Boñar tiene historia, tiene tradiciones, tiene gente capaz para motivar y animar, pero tiene la mala suerte de no tener alguien que se ponga al frente. Creo que en situaciones asi, donde no hay una persona que que aglutine y que tenga iniciativas, debería ser el Ayuntamiento, a través de su Concejalía de Cultura, quien debería crear un ambiente cultural y apoyar iniciativas y realizaciones.
Todos los años paso el verano y las fiestas en Boñar. La asistencia de gente está garantizada, pero veo que casi todo el interés, sobre todo de la gente joven es el botellón permanente y las orquestas. Nada cultural.

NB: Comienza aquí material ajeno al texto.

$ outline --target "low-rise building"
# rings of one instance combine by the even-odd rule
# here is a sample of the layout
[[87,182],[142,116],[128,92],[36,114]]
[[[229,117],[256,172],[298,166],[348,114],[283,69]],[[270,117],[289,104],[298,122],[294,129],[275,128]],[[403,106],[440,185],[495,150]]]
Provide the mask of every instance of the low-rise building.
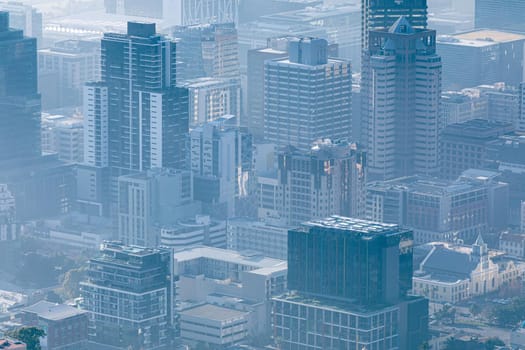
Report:
[[248,319],[250,336],[269,334],[271,298],[286,291],[286,261],[204,246],[175,252],[174,259],[181,310],[203,304],[235,309]]
[[65,304],[40,301],[22,310],[22,323],[46,332],[44,349],[88,349],[88,313]]
[[499,236],[499,249],[508,255],[525,258],[525,234],[503,232]]
[[227,224],[227,248],[238,251],[256,251],[270,258],[286,260],[288,230],[291,226],[232,219]]
[[367,219],[414,230],[416,244],[473,242],[507,225],[509,188],[499,173],[469,169],[455,181],[410,176],[367,185]]
[[[417,249],[417,248],[416,248]],[[498,291],[517,283],[525,271],[523,264],[489,250],[478,237],[472,246],[429,243],[412,279],[412,293],[436,303],[458,303]]]
[[194,219],[161,227],[160,242],[162,246],[175,251],[200,245],[225,248],[226,222],[212,220],[207,215],[197,215]]
[[212,304],[203,304],[180,312],[182,339],[225,348],[243,341],[249,334],[249,313]]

Menos mal que los aluches siguen ahi y no nos los hemos cargado.
Me da la impresión de que Boñar además de pueblo individualista, es un pueblo apático. Y esto se puede educar. Pero para educar hace falta que haya "educadores". Si desde la infancia y adolescencia no se trabaja el amor al pueblo, a sus tradiciones; si no se hacen talleres culturales, no nos extrañe que al llegar a la juventud  no deseen más cosa que pasar el rato con lo primero que pillen.
Todos están llamados a aportar lo que puedan para que Boñar tenga vida cultural, que no es sólo hacer una obra de teatro de pascuas a ramos, o una exposición de trabajos. Es poner las bases para que la gente se implique. Y esto le corresponde mucho al Ayuntamiento.


Boñar, al reves que otros pueblos, ha ido perdiendo tradiciones. Nos queda la Pastorada y los coros y danzas. ¿Dejaremos perder lo que es tan nuestro?

Esto puede ser un amanecer o un ocaso. ¿Qué queremos para Boñar?